On Consuming the News as a Contemplative

10/20/20


Dear friend,

One of the questions that continually presents itself to me is how to tend with faithfulness my contemplative stance, which so often needs silence, stillness, and discernment, alongside staying informed about our world, its development, and its needs.

Perhaps this question presents itself with regularity to you too.

Here's how I think about it: We live in a particular time and place. The contemplative light within us engages the actual world we live in. Our light is meant for the needs of the here and now.

So, how do we tend to both?

I'm curious if you've found a way that works for you. In this letter, I'm sharing what's currently working for me, along with a few insights that members of the Light House community shared in a recent thread where we shared ideas around this.
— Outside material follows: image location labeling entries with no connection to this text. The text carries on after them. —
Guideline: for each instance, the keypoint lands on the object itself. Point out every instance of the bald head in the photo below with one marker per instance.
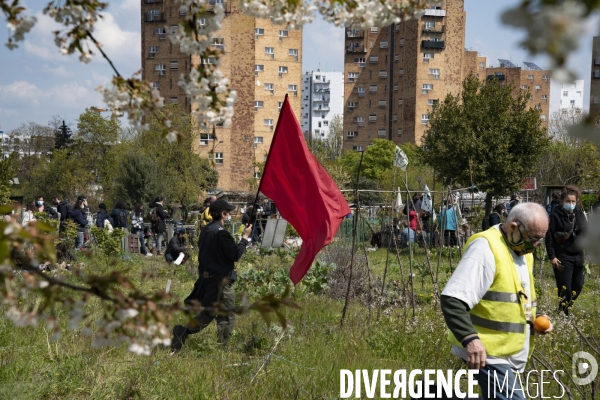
(532, 216)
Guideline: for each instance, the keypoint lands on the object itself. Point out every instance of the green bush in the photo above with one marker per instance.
(109, 243)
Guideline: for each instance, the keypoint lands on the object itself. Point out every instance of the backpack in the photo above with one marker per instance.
(153, 216)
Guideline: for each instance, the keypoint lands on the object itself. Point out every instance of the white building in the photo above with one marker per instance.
(566, 95)
(322, 99)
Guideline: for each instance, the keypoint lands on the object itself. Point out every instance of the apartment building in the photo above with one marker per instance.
(564, 96)
(322, 99)
(530, 78)
(595, 82)
(263, 62)
(396, 74)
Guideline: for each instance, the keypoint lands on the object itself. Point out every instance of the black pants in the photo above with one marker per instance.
(569, 281)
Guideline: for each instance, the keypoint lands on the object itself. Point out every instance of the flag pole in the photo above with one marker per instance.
(255, 204)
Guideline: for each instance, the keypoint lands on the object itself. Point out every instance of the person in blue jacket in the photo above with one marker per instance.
(448, 224)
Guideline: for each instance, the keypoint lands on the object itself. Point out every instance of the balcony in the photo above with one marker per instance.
(356, 49)
(149, 17)
(356, 34)
(432, 44)
(435, 13)
(429, 29)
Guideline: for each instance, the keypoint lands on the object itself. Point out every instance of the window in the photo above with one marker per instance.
(352, 76)
(218, 158)
(205, 137)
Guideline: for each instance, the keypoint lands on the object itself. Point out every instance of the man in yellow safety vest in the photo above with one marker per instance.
(489, 303)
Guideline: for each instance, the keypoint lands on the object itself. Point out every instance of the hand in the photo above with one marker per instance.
(549, 328)
(556, 264)
(247, 231)
(476, 354)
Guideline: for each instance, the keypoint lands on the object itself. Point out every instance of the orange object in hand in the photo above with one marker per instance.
(541, 323)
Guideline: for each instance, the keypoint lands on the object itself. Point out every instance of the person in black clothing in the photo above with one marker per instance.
(78, 217)
(41, 206)
(596, 205)
(567, 223)
(103, 216)
(62, 208)
(119, 215)
(159, 227)
(217, 254)
(176, 246)
(494, 218)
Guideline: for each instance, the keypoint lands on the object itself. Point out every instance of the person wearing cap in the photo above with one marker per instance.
(176, 247)
(217, 254)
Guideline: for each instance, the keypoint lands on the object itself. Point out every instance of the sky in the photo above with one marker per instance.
(39, 83)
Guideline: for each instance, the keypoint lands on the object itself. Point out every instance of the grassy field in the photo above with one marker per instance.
(303, 362)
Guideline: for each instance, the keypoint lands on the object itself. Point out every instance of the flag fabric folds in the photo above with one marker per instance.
(304, 193)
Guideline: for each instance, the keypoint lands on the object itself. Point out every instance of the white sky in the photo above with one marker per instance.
(38, 82)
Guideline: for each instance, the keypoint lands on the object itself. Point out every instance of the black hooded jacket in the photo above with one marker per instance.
(561, 221)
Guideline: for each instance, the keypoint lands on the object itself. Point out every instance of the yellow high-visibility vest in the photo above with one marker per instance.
(499, 318)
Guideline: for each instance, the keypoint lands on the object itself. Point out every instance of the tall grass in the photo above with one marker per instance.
(306, 362)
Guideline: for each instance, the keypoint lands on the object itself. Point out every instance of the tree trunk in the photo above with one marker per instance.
(488, 204)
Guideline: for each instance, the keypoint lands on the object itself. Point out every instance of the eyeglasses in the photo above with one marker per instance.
(527, 237)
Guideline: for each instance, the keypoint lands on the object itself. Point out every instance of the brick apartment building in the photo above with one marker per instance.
(595, 82)
(263, 63)
(395, 75)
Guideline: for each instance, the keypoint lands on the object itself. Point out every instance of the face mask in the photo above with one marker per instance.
(520, 246)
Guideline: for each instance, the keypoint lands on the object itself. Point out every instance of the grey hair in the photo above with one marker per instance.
(527, 214)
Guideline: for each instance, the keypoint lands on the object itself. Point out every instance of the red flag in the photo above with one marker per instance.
(304, 193)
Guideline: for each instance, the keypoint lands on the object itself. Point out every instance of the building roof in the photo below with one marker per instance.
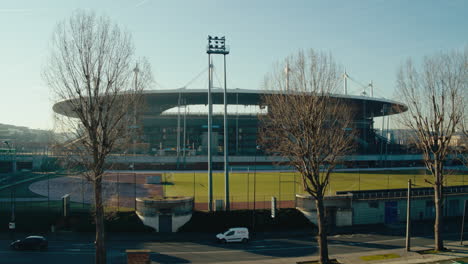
(157, 101)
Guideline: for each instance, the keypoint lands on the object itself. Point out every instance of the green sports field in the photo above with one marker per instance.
(284, 185)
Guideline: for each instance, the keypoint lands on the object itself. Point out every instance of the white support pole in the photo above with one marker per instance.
(345, 79)
(226, 142)
(210, 110)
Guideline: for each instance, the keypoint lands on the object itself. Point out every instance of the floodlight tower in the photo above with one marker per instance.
(217, 45)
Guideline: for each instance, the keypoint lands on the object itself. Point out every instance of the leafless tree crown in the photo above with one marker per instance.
(435, 96)
(305, 123)
(92, 67)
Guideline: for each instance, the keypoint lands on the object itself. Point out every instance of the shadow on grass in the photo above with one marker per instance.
(162, 258)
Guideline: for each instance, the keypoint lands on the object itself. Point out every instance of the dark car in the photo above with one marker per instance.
(30, 243)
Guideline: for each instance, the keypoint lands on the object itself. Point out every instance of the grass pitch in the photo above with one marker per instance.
(284, 185)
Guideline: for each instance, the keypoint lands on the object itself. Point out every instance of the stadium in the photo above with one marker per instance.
(173, 137)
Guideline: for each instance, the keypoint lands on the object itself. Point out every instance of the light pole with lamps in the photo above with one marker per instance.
(217, 45)
(12, 225)
(255, 189)
(135, 70)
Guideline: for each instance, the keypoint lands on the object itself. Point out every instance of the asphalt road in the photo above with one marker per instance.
(205, 250)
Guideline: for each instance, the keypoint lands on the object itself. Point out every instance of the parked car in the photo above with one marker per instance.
(30, 243)
(235, 234)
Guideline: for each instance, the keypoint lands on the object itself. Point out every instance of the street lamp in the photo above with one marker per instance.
(255, 185)
(217, 45)
(12, 192)
(135, 70)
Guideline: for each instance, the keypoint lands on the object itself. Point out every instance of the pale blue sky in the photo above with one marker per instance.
(369, 38)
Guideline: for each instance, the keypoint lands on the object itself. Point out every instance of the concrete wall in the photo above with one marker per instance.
(153, 221)
(362, 212)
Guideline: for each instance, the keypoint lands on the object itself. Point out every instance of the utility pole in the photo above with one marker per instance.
(408, 217)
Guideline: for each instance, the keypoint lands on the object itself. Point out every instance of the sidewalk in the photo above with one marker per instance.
(400, 256)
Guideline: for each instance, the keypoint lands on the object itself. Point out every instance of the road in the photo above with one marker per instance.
(206, 250)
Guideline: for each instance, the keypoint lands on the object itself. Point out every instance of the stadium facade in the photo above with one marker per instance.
(170, 136)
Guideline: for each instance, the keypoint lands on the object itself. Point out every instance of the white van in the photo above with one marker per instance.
(235, 234)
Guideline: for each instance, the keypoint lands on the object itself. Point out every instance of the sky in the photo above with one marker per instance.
(370, 38)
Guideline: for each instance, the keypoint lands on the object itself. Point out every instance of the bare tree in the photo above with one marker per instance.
(91, 70)
(433, 94)
(307, 125)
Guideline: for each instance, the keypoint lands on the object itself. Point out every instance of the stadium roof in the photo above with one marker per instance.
(157, 101)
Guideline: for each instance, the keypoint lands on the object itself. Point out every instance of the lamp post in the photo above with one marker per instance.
(135, 70)
(12, 193)
(255, 189)
(217, 45)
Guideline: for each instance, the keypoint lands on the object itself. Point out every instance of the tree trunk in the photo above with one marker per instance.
(439, 242)
(322, 232)
(99, 218)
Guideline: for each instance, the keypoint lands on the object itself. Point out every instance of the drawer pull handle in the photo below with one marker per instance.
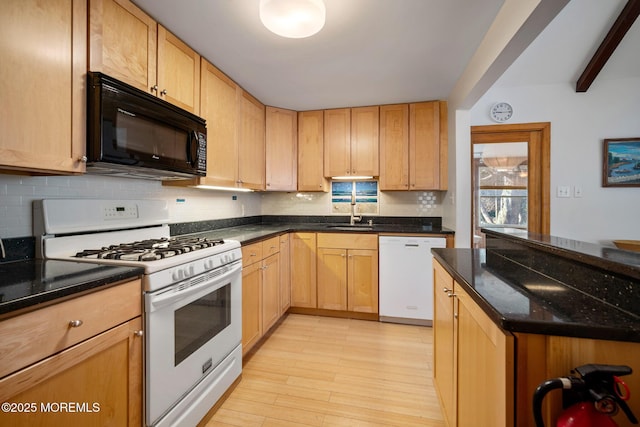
(75, 323)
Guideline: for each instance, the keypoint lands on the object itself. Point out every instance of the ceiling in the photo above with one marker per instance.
(385, 51)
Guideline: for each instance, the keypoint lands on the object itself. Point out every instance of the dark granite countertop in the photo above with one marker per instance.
(520, 299)
(32, 283)
(253, 232)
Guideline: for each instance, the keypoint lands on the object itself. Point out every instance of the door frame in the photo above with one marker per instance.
(538, 137)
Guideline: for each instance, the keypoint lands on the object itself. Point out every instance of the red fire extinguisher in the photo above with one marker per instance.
(589, 400)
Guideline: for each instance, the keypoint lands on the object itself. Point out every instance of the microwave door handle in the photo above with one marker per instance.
(192, 148)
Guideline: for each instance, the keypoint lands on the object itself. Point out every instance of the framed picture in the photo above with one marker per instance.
(621, 162)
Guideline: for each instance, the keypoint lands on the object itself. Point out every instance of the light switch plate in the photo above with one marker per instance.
(563, 191)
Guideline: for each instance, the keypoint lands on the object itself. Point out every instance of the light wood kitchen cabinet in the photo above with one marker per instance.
(413, 146)
(129, 45)
(281, 149)
(219, 104)
(251, 143)
(103, 369)
(44, 56)
(351, 141)
(485, 366)
(311, 151)
(444, 348)
(348, 272)
(303, 270)
(285, 273)
(394, 147)
(473, 359)
(178, 72)
(428, 145)
(260, 290)
(251, 305)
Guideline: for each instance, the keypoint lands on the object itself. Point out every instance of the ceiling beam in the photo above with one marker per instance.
(609, 44)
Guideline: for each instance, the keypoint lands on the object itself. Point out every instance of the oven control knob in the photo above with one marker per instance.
(177, 275)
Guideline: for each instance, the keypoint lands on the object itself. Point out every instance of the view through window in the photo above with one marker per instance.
(500, 195)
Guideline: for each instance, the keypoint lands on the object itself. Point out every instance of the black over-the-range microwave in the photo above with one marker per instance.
(132, 133)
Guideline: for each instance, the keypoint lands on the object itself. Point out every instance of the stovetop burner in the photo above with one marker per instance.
(150, 249)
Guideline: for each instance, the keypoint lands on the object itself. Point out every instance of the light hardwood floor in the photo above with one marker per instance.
(323, 371)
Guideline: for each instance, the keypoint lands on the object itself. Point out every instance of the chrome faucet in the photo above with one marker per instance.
(354, 218)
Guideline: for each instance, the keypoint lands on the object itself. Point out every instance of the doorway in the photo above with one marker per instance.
(510, 178)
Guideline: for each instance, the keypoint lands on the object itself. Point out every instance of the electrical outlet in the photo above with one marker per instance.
(563, 191)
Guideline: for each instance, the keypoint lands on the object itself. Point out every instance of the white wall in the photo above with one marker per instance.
(579, 124)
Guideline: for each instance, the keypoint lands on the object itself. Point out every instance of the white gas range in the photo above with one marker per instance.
(192, 291)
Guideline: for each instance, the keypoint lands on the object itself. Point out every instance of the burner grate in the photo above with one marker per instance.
(150, 249)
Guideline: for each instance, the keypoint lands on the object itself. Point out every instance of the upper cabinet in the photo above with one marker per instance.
(43, 53)
(251, 145)
(281, 136)
(310, 151)
(129, 45)
(219, 107)
(351, 142)
(413, 146)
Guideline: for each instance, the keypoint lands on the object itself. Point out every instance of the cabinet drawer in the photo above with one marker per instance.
(251, 253)
(270, 246)
(32, 336)
(348, 241)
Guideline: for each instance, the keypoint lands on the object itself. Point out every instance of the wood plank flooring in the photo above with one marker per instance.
(323, 371)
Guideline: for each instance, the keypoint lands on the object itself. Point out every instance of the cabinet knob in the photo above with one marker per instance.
(75, 323)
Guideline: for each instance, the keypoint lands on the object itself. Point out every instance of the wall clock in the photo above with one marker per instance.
(501, 112)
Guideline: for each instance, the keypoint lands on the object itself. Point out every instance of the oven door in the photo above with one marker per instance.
(190, 327)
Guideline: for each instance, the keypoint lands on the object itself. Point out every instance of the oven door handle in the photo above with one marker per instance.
(178, 291)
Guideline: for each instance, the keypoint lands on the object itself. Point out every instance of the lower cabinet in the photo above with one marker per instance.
(347, 272)
(260, 290)
(97, 381)
(303, 270)
(473, 359)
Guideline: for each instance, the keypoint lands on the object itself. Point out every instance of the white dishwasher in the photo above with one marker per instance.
(406, 278)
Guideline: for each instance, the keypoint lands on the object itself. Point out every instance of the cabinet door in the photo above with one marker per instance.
(443, 342)
(362, 280)
(270, 291)
(251, 305)
(285, 274)
(178, 72)
(251, 144)
(365, 141)
(123, 42)
(425, 160)
(332, 279)
(311, 151)
(303, 270)
(219, 107)
(394, 147)
(44, 57)
(281, 136)
(105, 370)
(337, 142)
(485, 367)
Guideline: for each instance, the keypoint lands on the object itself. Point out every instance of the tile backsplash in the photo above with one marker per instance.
(185, 204)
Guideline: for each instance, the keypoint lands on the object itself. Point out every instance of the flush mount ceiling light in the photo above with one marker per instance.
(293, 18)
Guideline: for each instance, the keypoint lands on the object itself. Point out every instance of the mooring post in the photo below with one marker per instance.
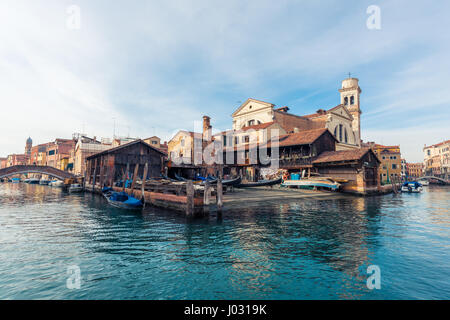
(136, 170)
(189, 199)
(207, 197)
(125, 177)
(144, 179)
(219, 194)
(95, 175)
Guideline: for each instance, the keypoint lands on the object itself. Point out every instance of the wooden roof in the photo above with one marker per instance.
(343, 155)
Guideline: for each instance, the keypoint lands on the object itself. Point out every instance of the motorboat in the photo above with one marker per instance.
(313, 182)
(76, 187)
(412, 187)
(261, 183)
(122, 200)
(56, 183)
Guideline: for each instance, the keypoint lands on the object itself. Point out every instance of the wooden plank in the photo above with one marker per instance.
(125, 176)
(136, 170)
(144, 179)
(190, 199)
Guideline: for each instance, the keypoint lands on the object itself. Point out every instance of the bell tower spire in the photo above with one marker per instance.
(350, 98)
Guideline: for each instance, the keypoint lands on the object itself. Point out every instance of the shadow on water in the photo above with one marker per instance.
(304, 248)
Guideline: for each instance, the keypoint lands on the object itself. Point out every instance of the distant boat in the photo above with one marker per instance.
(313, 182)
(122, 200)
(76, 187)
(412, 187)
(44, 182)
(261, 183)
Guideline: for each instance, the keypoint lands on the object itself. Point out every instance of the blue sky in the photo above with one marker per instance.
(158, 66)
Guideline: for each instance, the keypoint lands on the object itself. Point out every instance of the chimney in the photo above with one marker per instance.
(206, 128)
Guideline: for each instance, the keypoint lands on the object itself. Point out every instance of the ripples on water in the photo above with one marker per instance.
(305, 249)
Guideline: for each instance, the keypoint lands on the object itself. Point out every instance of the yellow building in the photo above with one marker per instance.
(391, 163)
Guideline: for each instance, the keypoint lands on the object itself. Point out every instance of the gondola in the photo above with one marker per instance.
(122, 200)
(179, 178)
(262, 183)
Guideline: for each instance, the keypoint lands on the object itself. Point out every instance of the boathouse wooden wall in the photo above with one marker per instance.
(111, 165)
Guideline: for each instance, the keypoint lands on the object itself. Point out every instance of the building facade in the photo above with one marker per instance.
(414, 170)
(437, 160)
(390, 161)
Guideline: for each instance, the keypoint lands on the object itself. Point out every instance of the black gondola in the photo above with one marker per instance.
(262, 183)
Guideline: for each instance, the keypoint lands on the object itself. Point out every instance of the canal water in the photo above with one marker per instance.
(305, 249)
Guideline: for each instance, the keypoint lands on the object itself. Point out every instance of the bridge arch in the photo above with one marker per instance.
(24, 169)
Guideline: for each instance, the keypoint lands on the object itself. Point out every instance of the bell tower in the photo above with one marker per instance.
(350, 98)
(28, 145)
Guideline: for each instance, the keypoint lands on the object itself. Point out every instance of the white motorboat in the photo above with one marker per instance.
(412, 187)
(75, 188)
(43, 182)
(313, 182)
(56, 184)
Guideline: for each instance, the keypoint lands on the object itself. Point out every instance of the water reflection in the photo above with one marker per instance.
(298, 249)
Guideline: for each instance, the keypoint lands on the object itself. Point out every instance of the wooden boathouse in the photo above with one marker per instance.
(140, 162)
(124, 162)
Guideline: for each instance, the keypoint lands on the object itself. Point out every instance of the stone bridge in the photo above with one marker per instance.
(23, 169)
(435, 178)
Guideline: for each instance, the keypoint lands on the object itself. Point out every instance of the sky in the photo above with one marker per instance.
(144, 68)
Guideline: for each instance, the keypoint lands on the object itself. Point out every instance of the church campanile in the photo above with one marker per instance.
(350, 98)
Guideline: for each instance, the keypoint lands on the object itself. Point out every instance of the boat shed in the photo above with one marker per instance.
(356, 170)
(128, 161)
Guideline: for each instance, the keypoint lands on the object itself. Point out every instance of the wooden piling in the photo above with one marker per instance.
(136, 170)
(190, 199)
(95, 174)
(144, 179)
(219, 194)
(207, 196)
(125, 177)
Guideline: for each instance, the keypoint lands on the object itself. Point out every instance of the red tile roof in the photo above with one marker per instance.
(301, 138)
(258, 126)
(343, 155)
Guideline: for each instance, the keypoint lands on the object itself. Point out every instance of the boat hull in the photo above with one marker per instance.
(311, 184)
(263, 183)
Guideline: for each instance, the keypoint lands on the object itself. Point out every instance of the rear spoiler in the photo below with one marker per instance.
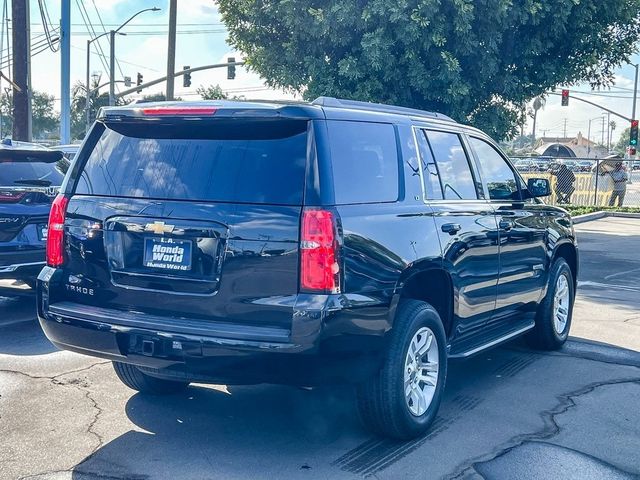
(27, 155)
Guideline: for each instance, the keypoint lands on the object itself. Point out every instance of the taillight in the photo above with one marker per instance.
(319, 268)
(55, 234)
(180, 111)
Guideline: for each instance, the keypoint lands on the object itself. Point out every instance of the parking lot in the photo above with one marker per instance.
(507, 413)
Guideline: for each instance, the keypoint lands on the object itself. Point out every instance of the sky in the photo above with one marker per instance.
(201, 40)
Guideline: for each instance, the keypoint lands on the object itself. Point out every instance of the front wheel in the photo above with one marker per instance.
(553, 319)
(402, 400)
(133, 378)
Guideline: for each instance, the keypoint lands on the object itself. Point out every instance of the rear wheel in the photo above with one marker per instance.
(133, 378)
(402, 400)
(553, 319)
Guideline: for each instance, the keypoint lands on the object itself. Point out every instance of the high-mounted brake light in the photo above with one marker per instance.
(55, 234)
(319, 268)
(184, 111)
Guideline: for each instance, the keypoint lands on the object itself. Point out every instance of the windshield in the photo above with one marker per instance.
(226, 161)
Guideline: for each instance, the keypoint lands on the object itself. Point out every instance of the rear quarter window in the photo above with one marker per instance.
(260, 162)
(364, 159)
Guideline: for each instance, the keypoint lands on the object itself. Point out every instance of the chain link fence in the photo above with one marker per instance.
(586, 181)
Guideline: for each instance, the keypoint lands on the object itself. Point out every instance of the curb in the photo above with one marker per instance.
(588, 217)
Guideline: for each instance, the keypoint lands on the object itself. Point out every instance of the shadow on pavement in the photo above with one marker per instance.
(283, 432)
(609, 263)
(24, 338)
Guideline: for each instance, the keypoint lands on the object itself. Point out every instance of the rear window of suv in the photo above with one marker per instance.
(243, 161)
(364, 159)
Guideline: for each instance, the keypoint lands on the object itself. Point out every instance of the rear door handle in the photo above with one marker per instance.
(451, 228)
(506, 225)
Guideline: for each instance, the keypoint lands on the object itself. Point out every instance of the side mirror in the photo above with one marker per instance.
(538, 187)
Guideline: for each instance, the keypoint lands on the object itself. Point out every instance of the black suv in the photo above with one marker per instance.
(30, 178)
(240, 243)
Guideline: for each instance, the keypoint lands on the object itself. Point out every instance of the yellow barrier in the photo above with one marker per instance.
(585, 186)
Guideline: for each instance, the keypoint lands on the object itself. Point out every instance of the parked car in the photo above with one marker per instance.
(336, 241)
(584, 166)
(523, 165)
(30, 177)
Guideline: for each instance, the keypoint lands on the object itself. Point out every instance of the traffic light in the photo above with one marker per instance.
(633, 134)
(231, 69)
(186, 78)
(139, 81)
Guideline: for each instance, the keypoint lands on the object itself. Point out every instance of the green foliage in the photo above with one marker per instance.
(211, 92)
(78, 106)
(45, 120)
(477, 61)
(575, 210)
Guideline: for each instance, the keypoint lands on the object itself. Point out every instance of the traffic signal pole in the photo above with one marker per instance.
(171, 53)
(20, 24)
(176, 74)
(635, 95)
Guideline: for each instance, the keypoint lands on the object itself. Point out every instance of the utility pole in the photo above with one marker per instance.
(20, 31)
(171, 53)
(65, 75)
(608, 132)
(635, 95)
(112, 68)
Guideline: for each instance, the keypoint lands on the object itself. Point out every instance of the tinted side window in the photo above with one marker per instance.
(30, 173)
(453, 165)
(496, 172)
(364, 159)
(432, 185)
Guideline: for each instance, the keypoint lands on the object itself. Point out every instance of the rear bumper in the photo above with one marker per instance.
(330, 340)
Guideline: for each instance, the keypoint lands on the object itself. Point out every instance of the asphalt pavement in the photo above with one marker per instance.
(508, 413)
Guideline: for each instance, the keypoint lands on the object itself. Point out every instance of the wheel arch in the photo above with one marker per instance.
(433, 284)
(569, 252)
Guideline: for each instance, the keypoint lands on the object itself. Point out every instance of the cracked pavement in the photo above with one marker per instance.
(507, 413)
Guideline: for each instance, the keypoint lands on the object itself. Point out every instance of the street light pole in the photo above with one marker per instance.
(87, 104)
(112, 67)
(112, 54)
(635, 94)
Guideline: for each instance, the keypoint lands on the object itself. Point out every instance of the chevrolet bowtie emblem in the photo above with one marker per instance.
(159, 228)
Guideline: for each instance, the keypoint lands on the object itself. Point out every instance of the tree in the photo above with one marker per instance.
(479, 62)
(211, 92)
(78, 106)
(45, 120)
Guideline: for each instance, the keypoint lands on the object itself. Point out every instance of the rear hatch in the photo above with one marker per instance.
(30, 178)
(188, 217)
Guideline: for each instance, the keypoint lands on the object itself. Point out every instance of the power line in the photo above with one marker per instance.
(98, 46)
(46, 21)
(122, 61)
(105, 31)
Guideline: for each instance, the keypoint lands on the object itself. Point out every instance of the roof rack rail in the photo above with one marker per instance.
(376, 107)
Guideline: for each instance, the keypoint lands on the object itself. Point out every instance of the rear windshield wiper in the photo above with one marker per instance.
(38, 183)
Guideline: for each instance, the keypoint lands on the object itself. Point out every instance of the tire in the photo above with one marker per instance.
(383, 404)
(133, 378)
(550, 333)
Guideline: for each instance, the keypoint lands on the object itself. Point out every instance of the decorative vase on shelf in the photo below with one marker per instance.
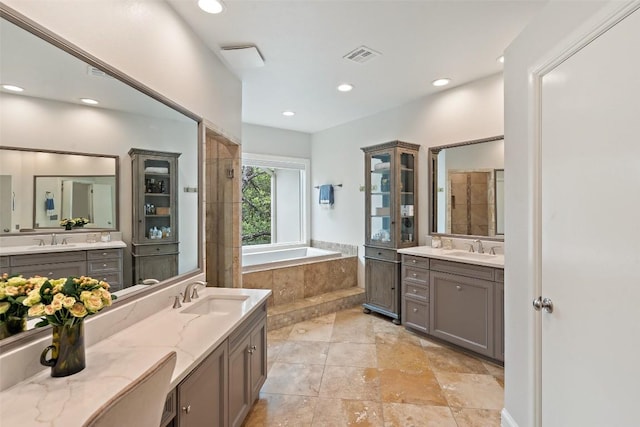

First up, what's working for me.

One shift I made in recent months was to assign my news reading to a certain time of day.

I subscribe to 4-5 daily news missives that drop into my inbox at various times of the day. Rather than pause what I'm doing to read them when they arrive or (as was more often the case) letting them pile up for days and days unread, I assigned them a particular time of my day.

My time for reading the news is between 8–9AM with my morning coffee on the couch. If I don't get to it on a particular morning, I start again the next day, and I give myself permission to archive the missives I don't read on a given day, based on the idea that "Always we can start again."

This past weekend, I added another layer to this, which was to create a new email account for the news.

Now, this might sound "next level" and a bit over the top, but I'll tell you why I did it and how it's proving additionally helpful to me.

A few months ago, I took Elise Joy's Inbox Bootcamp course. She says it's for people who want some tough love and encouragement when it comes to their inbox management, and that was definitely me. I had multiple inboxes and a poor approach to managing all of them. I was drowning in email.

The course was quick to complete, inexpensive, transformative, and terrific.

However, two of the tenets she teaches in the course is to take email off your phone and to only look at emails one time (ie., process them immediately, which is helped by setting particular times of the day for doing email).

I ran into two challenges with this:

  • I like reading news missives and newsletter subscriptions on my phone with my morning coffee, not on my laptop.

  • I don't like reading the news or newsletters at the same time I'm processing emails that need a response or particular action from me.

My solution this past weekend, after struggling with this for a couple months, was to take my active email addresses off my phone but to create news and newsletter email addresses to put on my phone for the particular time of day when I do those activities.

It might sound complicated (and I won't blame you if you're laughing or shaking your head at me right now!), but I'm finding this helps me with my ongoing commitment to move at the speed of soul. Certain things get put in a certain place, and I tend to them when it's their turn.

A couple additional ideas, compliments of some wise women in the Light House community:

  • "Praying the news" as a way to intercede and lament (see this Spirituality & Practice article for further inspiration)

  • Subscribing to international papers for varied perspectives

  • "Look without, look within," meaning to notice what grabs your heart and sit with it, rather than feeling responsible to bear witness to all the news all the time

  • Approaching the news with a "lowered gaze," one that allows a bit of fuzziness between one's self and world events so as to stay aware without being overwhelmed

  • Focusing on the "hyper local level." As this individual shared, "It’s easier to actually impact the decisions of my local city council than those at the national level, and those local issues are often the ones that are easiest to actually talk to our neighbours about. . . . It’s let me feel less helpless and more hopeful that good people around me care about the place we live and about the whole planet."

Such wisdom, yes?

Again, I'd be so happy to hear what has been working for you with this. How do you keep up with the news while honoring your contemplative posture?